It’s all Greek to me
by Scotty Irani
March is chock-full of holidays and celebrations, so trying to come up with one idea that you can use is my goal….and I think I nailed it with my crustless potato tarte! Perfect as a side dish and thumbs up to the Irish this St. Patrick’s Day, and a shout out to my Greek friends celebrating Easter with Kalamata olives and feta cheese. See? I told ya!
Happy March my little foodies, and Happy Cooking! - Scotty
Crustless Potato Tarte with Kalamata Olive and Feta Cheese
- 5-6 large Yukon Gold potatoes, washed, and sliced about the thickness of a quarter
- 3 large shallots sliced thin
- 3 cloves of garlic smashed and minced
- 1 cup rough chopped pitted Kalamata olives
- 2 teaspoons fresh thyme leaves
- 3 ounces crumbled Feta cheese
- 6 tablespoons unsalted butter, melted
- A pinch of In The Kitchen With Scotty “Cornbread Dressing” Salt-Free Seasoning
- 1 tablespoon cornstarch
- A pinch of In The Kitchen With Scotty “Cook’s Line” Seasoning
- Non-stick cooking spray
*In addition to an ovenproof skillet that you will be cooking this in, you will need a 9” round cake pan and a heavy brick or something ovenproof that can weigh your tarte down while cooking.

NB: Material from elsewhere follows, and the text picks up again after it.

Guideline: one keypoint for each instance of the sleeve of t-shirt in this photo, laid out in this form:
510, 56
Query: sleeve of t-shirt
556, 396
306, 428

- In a large bowl, soak your potato slices in cold water. Toss around in the water to release any excess potato starch. Drain, and dump out your potatoes on a kitchen towel to dry. Your slices need to be completely dry.
- Melt 2 tablespoons of butter in a skillet. Add your onions and lightly caramelize. Next, add the “Cornbread Dressing” seasoning, Kalamata olives, and garlic to cook through. Set aside.

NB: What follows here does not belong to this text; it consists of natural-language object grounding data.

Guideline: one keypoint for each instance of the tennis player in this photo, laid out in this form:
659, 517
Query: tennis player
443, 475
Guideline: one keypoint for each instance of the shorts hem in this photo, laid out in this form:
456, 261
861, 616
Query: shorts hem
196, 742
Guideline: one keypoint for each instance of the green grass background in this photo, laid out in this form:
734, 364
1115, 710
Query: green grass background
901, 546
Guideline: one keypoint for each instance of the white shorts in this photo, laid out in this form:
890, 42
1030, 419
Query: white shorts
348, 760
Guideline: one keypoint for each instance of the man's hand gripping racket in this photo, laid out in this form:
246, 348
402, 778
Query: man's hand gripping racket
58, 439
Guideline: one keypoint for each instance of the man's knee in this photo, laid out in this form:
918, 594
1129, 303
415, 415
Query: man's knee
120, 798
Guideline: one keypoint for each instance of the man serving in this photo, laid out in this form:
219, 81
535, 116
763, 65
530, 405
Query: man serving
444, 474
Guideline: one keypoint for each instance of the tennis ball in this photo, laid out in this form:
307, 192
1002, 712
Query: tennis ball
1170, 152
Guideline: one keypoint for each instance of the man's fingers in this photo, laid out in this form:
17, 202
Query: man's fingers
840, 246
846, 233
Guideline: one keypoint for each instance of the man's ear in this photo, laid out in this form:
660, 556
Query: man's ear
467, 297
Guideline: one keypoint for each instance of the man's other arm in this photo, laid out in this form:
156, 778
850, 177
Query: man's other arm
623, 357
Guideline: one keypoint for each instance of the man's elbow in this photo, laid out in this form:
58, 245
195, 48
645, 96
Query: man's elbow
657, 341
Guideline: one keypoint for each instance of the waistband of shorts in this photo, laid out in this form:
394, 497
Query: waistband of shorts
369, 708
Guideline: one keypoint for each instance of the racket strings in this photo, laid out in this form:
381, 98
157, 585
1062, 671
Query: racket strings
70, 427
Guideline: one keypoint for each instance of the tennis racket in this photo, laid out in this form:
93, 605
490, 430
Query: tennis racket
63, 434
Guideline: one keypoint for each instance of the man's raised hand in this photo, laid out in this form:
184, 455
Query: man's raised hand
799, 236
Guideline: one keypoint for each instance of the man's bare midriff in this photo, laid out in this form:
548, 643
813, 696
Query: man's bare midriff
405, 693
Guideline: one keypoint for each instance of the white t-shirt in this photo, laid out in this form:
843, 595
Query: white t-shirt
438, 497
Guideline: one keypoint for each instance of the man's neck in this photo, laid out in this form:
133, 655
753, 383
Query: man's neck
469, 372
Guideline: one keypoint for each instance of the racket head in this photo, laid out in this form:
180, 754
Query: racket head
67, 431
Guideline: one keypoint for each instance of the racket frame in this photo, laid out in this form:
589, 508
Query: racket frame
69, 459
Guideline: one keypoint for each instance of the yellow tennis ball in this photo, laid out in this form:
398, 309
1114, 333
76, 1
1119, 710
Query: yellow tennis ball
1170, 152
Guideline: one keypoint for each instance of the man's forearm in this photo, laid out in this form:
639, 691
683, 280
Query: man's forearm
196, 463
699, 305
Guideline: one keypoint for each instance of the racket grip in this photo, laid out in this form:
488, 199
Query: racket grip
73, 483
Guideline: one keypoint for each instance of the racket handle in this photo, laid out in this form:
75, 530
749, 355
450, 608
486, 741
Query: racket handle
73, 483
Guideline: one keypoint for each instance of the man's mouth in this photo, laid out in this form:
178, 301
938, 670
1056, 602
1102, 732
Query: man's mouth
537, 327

- In a large bowl, whisk 2 tablespoons of melted butter with cornstarch and Cook’s Line seasoning. Add in your dried potato slices and toss by hand making sure every slice has been thoroughly coated.
- In a 10” oven proof skillet, brush the bottom of the pan with the last tablespoon of butter. Place one slice (a smaller one) in the center of the pan, and in a circular direction begin layering slices on top of each other. Like a coiled snake (hisssssss), until you reach the outer edges.

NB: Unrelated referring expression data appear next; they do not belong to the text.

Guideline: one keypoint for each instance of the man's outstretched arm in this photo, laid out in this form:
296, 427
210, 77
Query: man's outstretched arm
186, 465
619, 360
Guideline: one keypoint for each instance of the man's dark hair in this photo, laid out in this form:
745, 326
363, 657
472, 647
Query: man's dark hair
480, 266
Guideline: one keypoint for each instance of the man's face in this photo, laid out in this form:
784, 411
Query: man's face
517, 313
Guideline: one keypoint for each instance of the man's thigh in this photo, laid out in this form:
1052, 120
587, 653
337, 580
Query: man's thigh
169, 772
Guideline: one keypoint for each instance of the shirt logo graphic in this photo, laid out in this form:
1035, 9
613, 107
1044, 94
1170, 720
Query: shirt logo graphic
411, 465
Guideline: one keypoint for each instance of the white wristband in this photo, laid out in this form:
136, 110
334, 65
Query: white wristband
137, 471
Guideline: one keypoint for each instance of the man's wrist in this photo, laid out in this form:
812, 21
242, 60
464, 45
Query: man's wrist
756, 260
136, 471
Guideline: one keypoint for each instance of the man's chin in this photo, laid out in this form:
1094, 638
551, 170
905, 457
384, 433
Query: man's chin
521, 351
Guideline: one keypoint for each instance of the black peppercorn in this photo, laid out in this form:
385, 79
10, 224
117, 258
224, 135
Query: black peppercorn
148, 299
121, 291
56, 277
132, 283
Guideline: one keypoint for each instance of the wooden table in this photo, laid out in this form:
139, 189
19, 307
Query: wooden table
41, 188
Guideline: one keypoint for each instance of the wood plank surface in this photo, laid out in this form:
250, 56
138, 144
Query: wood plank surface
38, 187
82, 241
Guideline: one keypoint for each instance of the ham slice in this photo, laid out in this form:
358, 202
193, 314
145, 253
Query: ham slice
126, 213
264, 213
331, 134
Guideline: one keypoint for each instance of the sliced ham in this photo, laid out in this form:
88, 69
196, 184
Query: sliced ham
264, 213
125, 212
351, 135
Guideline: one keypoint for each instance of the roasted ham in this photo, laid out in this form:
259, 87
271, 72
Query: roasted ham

- Top your coiled layered potatoes with the onion and olive mixture evenly, and add the crumbled Feta cheese. Layer the rest of your sliced potatoes on top until all gone, and sprinkle the top with fresh thyme leaves.
- Place the skillet over medium high heat and begin cooking. Cook until you notice the bottom layer potatoes are turning transparent with a light browning on the edge. Warning: the delicious smell will make you crazy if you’re hungry.
- Spray a sheet of aluminum foil with cooking spray, and place spray side down on top of the potato tarte. Top that with a round 9” cake pan, and a kitchen brick… or something heavy enough (and oven proof) to weigh the whole thing down. Place entire pan in the oven and cook around 25-30 minutes.
- Remove from the oven and let rest about 10 minutes. Carefully remove the cake pan and brick, them the foil. Go around the edges and underside very carefully with a thin spatula or knife to loosen the tarte. Place a serving plate or plater on top of the pan, and carefully invert. Bottom side now up. Garnish with fresh thyme and serve either hot or cold! Serving cold this is really wonderful for picnics and outings!